On our final evening in Ubud we were at a bar late night and then on our way home we walked through dark streets to get back to our room. The streets were barren of people but were FULL of stray dogs all snapping and growling. It was pretty stressful making our way through them, and every time we got through a few of them, there would be tons more ahead, seemingly waiting for us. We almost expected to see a giant "boss" dog right before our room. Now I'm not afraid of dogs in general but I AM afraid of the potential for getting rabies. Bali is rife with it and in the last month alone 21 people have died of the horrid virus. For those who don't know, Rabies is transmitted through infected mammal bites or sometimes scratches. This is how the idea of zombies took hold. If bitten by a contaminated animal you have 24 hours to evac to a safe clinic for a series of shots, and failing to do so the virus is 100% fatal in humans. Once symptoms start, even the best health care on the planet can't save you. During a victims final days, they'll often have to be tied down because of spastic convulsions. I REALLY wish I would have gotten the rabies vaccine before coming here and especially with the amount of animals I've touched so far (bats, dogs, monkeys, etc) it'll be a wonder if I make it home in one piece or at the very least remain uninfected. Here's hoping...

Kuta

Billy was getting antsy about being in such a small and culturally rich town devoid of a nightlife scene, so being the compromising individual I am we headed to the southern part of the island to Kuta Beach, which is a party hotspot full of annoying hawkers at every turn and copious amounts of Australian tourists. This is also where the famous Bali bombings in 2002 took place. I'd just like to point out the Australian surfer scene, at least here in Kuta, are probably the biggest lot of douchebags this world has to offer. That being said I have nothing against surfing itself and since I was here for a few days, definitely wanted to give it a shot. Check it out in my blog dedicated to surfing in Bali. It went quite well too. The rest of the time we ate, food was generally cheap because of so much competition which was nice, and walked the endless streets full of shops and tourist traps. I also swam quite a bit and smoked shisha with Billy, whom is becoming quite fond of it.

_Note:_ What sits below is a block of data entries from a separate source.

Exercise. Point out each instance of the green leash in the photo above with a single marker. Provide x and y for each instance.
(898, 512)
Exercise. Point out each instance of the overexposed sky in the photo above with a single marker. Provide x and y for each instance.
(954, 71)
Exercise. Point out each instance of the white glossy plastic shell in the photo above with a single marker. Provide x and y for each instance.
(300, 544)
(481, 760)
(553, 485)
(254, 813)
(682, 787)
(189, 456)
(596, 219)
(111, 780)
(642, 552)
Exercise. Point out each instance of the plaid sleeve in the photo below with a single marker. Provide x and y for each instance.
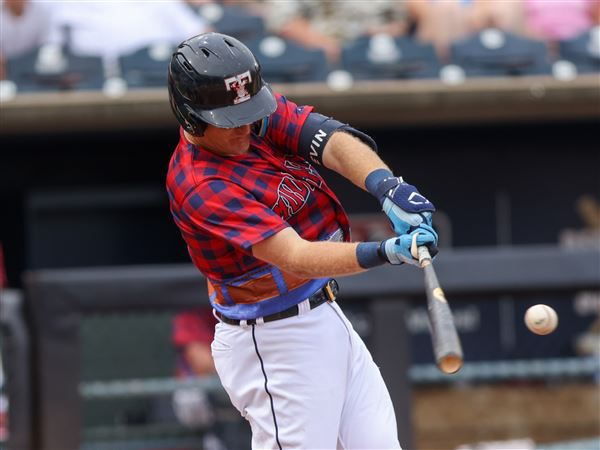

The clubbing scene here pretty big but is generally full of late teen, early twenty something Aussies as well as local Indonesians, of which the women seem to be almost desperate to latch on to a foreigner and take him for all he's worth. Seems like a running trend in this part of the world (sigh). Billy was getting intimate with one in particular, and actually believed she liked him for who he was, that is until she began asking him how much money he had on him. Red Flag. Keep trying old boy. I did get to try a lot of local Indonesian Beer, although so far I like the offerings of the Philippines better. If I had it my way I'd much rather go to a bar than to some of these clubs filled with lame music, at least by my tastes. But while on the road it's good to be open to most experiences.